From 9f2dc0a0f52ad3c7e7db5f342999cd1643d6ed82 Mon Sep 17 00:00:00 2001
From: Alan Orth <alan.orth@gmail.com>
Date: Wed, 17 Mar 2021 09:53:07 +0200
Subject: [PATCH] Add support for detecting duplicate items

This uses the title, type, and date issued as a sort of "key" when
determining if an item already exists in the data set.
---
 csv_metadata_quality/app.py   | 12 ++++++++++
 csv_metadata_quality/check.py | 41 +++++++++++++++++++++++++++++++++++
 2 files changed, 53 insertions(+)

diff --git a/csv_metadata_quality/app.py b/csv_metadata_quality/app.py
index 9e81de6..47bd4dc 100644
--- a/csv_metadata_quality/app.py
+++ b/csv_metadata_quality/app.py
@@ -151,6 +151,18 @@ def run(argv):
         if match is not None:
             df[column].apply(check.spdx_license_identifier)
 
+    ### End individual column checks ###
+
+    # Check: duplicate items
+    # We extract just the title, type, and date issued columns to analyze
+    duplicates_df = df.filter(
+        regex=r"dcterms\.title|dc\.title|dcterms\.type|dc\.type|dcterms\.issued|dc\.date\.issued"
+    )
+    check.duplicate_items(duplicates_df)
+
+    # Delete the temporary duplicates DataFrame
+    del duplicates_df
+
     ##
     # Perform some checks on rows so we can consider items as a whole rather
     # than simple on a field-by-field basis. This allows us to check whether
diff --git a/csv_metadata_quality/check.py b/csv_metadata_quality/check.py
index 6663df6..07b2919 100755
--- a/csv_metadata_quality/check.py
+++ b/csv_metadata_quality/check.py
@@ -304,3 +304,44 @@ def spdx_license_identifier(field):
             pass
 
     return
+
+
+def duplicate_items(df):
+    """Attempt to identify duplicate items.
+
+    First we check the total number of titles and compare it with the number of
+    unique titles. If there are less unique titles than total titles we expand
+    the search by creating a key (of sorts) for each item that includes their
+    title, type, and date issued, and compare it with all the others.
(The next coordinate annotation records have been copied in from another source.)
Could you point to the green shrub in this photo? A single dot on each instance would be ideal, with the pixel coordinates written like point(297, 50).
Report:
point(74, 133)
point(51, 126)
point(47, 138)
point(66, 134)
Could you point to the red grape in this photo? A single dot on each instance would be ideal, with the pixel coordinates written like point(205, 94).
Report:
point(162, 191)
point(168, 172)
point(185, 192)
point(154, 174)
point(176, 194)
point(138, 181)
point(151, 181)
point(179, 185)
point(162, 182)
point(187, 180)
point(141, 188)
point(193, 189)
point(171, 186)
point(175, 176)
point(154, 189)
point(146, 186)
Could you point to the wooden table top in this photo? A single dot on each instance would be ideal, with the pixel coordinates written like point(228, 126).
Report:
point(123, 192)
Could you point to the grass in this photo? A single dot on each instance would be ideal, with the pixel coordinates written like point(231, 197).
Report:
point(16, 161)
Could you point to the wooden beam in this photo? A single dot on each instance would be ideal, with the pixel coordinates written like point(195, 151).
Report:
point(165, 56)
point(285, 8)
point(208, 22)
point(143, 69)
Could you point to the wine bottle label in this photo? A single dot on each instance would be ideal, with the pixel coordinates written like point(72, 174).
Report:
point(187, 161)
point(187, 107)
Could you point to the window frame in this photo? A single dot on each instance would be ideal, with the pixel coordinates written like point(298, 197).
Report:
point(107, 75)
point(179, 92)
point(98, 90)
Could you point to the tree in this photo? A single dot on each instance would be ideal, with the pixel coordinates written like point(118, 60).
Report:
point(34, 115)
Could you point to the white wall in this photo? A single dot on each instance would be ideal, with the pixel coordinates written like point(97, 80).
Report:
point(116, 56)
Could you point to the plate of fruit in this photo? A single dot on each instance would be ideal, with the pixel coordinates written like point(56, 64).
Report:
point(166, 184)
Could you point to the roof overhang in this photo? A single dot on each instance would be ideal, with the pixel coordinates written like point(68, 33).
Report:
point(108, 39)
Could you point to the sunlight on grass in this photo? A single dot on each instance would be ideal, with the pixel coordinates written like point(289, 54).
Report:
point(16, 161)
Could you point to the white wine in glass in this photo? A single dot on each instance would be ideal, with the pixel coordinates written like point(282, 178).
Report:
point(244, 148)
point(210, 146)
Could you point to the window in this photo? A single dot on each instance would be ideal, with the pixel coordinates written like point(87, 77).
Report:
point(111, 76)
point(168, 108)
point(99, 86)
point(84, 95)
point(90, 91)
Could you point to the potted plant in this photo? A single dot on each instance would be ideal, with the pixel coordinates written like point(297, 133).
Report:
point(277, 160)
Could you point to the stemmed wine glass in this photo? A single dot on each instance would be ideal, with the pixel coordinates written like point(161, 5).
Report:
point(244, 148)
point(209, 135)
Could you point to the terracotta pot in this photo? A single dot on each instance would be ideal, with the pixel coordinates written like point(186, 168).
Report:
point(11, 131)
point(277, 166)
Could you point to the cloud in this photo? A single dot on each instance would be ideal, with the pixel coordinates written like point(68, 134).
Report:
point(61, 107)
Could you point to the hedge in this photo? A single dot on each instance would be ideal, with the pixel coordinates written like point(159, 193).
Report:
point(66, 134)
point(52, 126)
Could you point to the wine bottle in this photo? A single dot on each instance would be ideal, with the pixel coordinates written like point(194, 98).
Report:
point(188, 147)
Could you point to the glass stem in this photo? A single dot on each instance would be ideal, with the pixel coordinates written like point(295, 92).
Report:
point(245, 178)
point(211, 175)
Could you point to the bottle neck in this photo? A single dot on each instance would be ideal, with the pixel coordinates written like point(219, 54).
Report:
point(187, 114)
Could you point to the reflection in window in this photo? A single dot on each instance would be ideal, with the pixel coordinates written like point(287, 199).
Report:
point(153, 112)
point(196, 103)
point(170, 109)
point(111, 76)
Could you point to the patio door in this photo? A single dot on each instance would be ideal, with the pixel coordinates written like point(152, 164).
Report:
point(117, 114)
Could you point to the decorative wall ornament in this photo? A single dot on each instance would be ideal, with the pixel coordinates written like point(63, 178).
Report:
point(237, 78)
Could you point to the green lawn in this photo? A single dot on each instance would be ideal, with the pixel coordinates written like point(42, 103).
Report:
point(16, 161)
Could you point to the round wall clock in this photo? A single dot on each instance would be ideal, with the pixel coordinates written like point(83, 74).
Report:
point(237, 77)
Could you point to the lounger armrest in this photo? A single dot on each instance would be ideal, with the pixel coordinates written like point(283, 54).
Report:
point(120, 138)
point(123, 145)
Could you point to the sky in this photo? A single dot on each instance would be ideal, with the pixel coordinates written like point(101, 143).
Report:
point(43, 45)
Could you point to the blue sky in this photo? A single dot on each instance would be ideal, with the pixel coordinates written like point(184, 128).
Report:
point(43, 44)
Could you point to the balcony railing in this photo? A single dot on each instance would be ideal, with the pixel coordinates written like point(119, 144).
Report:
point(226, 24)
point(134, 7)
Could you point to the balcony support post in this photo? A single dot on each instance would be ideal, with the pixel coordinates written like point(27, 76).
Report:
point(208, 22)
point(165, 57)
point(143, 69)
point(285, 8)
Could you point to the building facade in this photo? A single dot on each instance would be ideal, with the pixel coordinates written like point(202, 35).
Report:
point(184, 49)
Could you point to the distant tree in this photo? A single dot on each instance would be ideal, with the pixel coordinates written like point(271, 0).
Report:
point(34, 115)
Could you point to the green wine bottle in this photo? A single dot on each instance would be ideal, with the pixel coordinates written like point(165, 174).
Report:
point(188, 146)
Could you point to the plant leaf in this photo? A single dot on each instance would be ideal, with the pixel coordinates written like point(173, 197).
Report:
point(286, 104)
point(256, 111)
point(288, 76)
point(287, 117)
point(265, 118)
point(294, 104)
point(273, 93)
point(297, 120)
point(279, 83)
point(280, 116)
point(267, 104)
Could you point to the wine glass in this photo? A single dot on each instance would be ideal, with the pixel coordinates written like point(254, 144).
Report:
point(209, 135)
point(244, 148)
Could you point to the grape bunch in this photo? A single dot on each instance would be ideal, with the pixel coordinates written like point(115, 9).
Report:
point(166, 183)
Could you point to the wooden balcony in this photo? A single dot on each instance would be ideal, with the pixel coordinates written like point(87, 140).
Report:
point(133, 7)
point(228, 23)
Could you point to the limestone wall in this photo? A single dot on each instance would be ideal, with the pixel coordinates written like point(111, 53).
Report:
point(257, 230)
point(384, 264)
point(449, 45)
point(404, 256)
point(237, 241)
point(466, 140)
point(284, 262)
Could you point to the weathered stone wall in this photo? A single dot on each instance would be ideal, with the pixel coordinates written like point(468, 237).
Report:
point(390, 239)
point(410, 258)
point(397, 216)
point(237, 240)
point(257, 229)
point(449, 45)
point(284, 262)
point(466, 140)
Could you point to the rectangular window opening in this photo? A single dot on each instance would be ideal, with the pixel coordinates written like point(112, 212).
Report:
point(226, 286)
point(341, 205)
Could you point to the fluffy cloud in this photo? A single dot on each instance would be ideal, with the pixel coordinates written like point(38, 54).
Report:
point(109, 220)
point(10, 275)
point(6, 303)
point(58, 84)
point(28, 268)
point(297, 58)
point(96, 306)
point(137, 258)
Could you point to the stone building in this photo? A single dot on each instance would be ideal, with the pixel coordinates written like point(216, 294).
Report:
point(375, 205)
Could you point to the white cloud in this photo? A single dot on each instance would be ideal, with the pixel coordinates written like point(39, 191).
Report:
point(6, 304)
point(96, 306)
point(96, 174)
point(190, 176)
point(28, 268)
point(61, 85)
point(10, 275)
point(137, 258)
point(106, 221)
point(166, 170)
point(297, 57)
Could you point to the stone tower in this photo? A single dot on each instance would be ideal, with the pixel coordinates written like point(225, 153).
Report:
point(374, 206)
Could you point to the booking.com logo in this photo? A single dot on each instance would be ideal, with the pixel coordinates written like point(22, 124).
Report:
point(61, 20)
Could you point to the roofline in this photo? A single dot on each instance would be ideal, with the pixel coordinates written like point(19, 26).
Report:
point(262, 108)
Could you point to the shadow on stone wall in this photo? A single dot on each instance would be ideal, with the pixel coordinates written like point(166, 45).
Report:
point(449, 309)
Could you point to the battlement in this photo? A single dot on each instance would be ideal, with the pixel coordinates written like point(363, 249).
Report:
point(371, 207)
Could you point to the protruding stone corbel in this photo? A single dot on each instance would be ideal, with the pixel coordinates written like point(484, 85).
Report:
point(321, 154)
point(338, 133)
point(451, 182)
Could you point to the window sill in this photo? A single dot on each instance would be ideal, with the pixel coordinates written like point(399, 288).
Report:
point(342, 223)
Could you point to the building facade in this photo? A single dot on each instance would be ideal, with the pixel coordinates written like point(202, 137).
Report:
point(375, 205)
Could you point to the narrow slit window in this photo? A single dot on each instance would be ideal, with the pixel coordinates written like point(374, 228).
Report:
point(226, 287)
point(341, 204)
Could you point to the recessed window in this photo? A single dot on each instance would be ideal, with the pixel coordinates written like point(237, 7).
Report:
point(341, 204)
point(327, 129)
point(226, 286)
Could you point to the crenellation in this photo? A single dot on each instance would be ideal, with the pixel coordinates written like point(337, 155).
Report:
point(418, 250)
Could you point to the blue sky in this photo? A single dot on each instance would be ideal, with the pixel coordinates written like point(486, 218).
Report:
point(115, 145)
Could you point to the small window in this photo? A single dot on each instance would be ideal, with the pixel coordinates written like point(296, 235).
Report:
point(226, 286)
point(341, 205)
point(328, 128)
If there
+    are multiple occurrences of the same title, type, date string then it's a
+    very good indicator that the items are duplicates.
+    """
+
+    # Extract the names of the title, type, and date issued columns so we can
+    # reference them later. First we filter columns by likely patterns, then
+    # we extract the name from the first item of the resulting object, ie:
+    #
+    #   Index(['dcterms.title[en_US]'], dtype='object')
+    #
+    title_column_name = df.filter(regex=r"dcterms\.title|dc\.title").columns[0]
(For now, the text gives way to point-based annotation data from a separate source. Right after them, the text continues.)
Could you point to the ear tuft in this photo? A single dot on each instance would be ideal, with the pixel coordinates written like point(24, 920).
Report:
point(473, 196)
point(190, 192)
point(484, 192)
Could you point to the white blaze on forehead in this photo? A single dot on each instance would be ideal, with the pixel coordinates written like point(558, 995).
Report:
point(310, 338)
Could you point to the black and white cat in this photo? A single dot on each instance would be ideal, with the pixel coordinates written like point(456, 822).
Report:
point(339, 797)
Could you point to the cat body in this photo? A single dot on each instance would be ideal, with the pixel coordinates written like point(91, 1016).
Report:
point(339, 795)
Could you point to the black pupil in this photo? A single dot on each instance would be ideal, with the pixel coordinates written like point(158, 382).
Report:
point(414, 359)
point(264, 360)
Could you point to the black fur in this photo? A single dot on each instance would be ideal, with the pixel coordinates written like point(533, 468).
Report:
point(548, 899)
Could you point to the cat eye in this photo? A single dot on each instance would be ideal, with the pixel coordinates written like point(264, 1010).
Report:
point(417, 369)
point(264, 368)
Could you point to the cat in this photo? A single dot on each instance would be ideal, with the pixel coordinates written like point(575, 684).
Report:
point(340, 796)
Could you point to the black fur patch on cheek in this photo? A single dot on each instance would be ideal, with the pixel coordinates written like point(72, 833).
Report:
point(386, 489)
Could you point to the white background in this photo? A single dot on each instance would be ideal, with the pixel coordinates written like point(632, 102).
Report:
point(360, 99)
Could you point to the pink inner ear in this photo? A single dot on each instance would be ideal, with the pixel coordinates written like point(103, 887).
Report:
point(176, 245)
+    type_column_name = df.filter(regex=r"dcterms\.title|dc\.title").columns[0]
+    date_column_name = df.filter(
+        regex=r"dcterms\.issued|dc\.date\.accessioned"
+    ).columns[0]
+
+    items_count_total = df[title_column_name].count()
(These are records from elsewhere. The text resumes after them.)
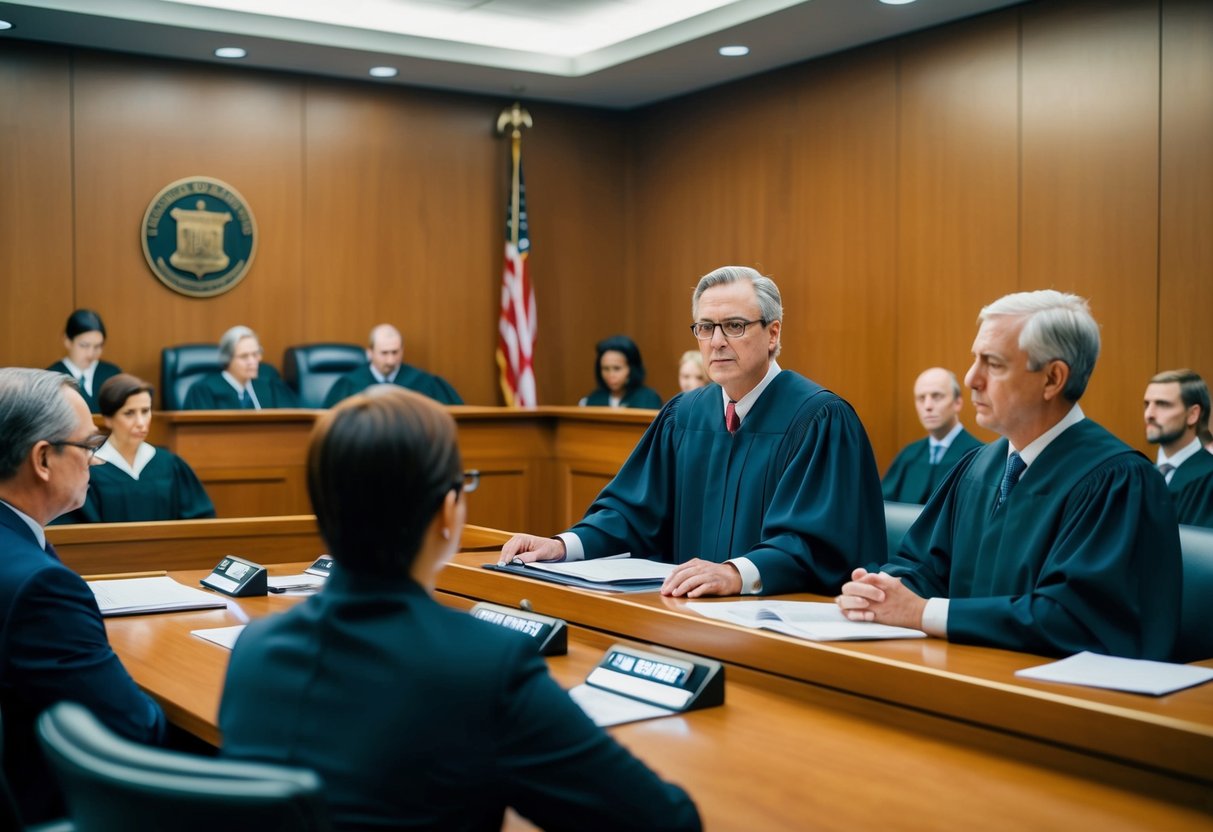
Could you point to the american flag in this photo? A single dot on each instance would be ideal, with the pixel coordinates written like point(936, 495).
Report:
point(516, 329)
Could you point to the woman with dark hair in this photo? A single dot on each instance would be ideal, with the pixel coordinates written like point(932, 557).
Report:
point(413, 713)
point(84, 337)
point(138, 482)
point(620, 375)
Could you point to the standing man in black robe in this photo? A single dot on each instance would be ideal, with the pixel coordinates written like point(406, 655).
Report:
point(1055, 539)
point(1177, 411)
point(762, 482)
point(921, 465)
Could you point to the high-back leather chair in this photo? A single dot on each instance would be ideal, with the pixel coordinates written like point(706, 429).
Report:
point(312, 369)
point(181, 366)
point(114, 785)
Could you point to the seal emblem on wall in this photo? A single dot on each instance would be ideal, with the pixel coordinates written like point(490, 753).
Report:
point(199, 237)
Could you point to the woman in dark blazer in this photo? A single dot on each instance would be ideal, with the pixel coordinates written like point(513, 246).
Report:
point(417, 716)
point(84, 337)
point(620, 375)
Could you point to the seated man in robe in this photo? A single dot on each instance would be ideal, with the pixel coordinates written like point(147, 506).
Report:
point(1055, 539)
point(921, 466)
point(385, 366)
point(762, 482)
point(1177, 411)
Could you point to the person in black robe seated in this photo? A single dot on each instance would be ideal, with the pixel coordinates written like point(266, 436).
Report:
point(413, 713)
point(619, 370)
point(84, 337)
point(921, 466)
point(243, 383)
point(1053, 540)
point(1177, 411)
point(762, 482)
point(138, 482)
point(385, 365)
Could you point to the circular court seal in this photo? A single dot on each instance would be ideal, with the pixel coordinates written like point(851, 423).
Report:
point(199, 237)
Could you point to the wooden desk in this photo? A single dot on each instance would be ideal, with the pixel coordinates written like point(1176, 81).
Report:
point(780, 754)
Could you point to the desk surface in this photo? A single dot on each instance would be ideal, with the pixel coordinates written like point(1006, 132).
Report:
point(776, 754)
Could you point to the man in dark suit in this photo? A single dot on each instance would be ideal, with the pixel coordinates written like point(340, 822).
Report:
point(385, 366)
point(1177, 412)
point(52, 640)
point(921, 466)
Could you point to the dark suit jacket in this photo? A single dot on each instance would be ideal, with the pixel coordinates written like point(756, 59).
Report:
point(104, 372)
point(417, 716)
point(52, 648)
point(410, 377)
point(911, 478)
point(211, 392)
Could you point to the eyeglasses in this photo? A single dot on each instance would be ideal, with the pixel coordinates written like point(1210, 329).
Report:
point(90, 445)
point(734, 328)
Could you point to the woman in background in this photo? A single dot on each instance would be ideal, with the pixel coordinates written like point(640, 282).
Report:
point(690, 371)
point(415, 714)
point(620, 374)
point(84, 337)
point(138, 482)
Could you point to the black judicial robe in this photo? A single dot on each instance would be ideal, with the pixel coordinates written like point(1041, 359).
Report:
point(166, 489)
point(211, 392)
point(641, 397)
point(1083, 554)
point(1191, 485)
point(911, 478)
point(104, 372)
point(410, 377)
point(796, 490)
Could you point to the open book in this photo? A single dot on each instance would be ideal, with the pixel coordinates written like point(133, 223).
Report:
point(809, 620)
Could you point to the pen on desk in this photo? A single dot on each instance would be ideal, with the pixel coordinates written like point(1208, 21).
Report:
point(115, 576)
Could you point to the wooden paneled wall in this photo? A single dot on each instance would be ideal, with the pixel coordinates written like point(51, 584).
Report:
point(890, 191)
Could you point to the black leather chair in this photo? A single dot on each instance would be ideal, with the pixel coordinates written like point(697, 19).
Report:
point(114, 785)
point(898, 519)
point(312, 369)
point(1196, 621)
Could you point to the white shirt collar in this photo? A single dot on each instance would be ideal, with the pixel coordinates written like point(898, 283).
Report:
point(746, 402)
point(142, 456)
point(39, 533)
point(1037, 445)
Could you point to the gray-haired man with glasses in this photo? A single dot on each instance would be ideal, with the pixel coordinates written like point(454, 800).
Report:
point(762, 482)
point(52, 642)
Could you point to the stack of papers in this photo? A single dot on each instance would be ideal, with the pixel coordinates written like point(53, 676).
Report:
point(132, 596)
point(813, 621)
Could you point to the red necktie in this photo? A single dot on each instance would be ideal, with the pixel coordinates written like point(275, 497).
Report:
point(732, 420)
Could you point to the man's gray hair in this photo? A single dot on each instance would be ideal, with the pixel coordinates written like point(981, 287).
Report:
point(32, 408)
point(231, 338)
point(770, 305)
point(1058, 326)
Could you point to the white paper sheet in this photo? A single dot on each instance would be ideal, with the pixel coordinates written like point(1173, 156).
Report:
point(1137, 676)
point(814, 621)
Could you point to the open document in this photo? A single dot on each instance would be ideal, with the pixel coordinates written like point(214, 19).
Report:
point(131, 596)
point(814, 621)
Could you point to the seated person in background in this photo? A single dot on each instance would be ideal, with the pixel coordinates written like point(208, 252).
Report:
point(52, 642)
point(413, 713)
point(138, 480)
point(240, 386)
point(1055, 539)
point(761, 483)
point(921, 466)
point(385, 366)
point(85, 336)
point(1177, 410)
point(620, 375)
point(690, 371)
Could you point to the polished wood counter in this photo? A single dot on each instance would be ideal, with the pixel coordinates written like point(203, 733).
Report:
point(779, 754)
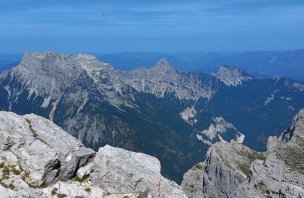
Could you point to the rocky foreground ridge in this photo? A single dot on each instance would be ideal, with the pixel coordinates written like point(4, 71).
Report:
point(233, 170)
point(39, 159)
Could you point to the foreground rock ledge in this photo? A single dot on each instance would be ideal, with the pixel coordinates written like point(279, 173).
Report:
point(39, 159)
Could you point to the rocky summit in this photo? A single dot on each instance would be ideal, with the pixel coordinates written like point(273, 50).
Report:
point(233, 170)
point(161, 111)
point(39, 159)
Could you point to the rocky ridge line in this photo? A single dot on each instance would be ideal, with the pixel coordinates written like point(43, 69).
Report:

+    items_count_unique = df[title_column_name].nunique()
+
+    if items_count_unique < items_count_total:
+        # Create a list to hold our items while we check for duplicates
+        items = list()
+
+        for index, row in df.iterrows():
+            item_title_type_date = f"{row[title_column_name]}{row[type_column_name]}{row[date_column_name]}"
+
+            if item_title_type_date in items:
+                print(
+                    f"{Fore.YELLOW}Possible duplicate ({title_column_name}): {Fore.RESET}{row[title_column_name]}"
+                )
+            else:
+                items.append(item_title_type_date)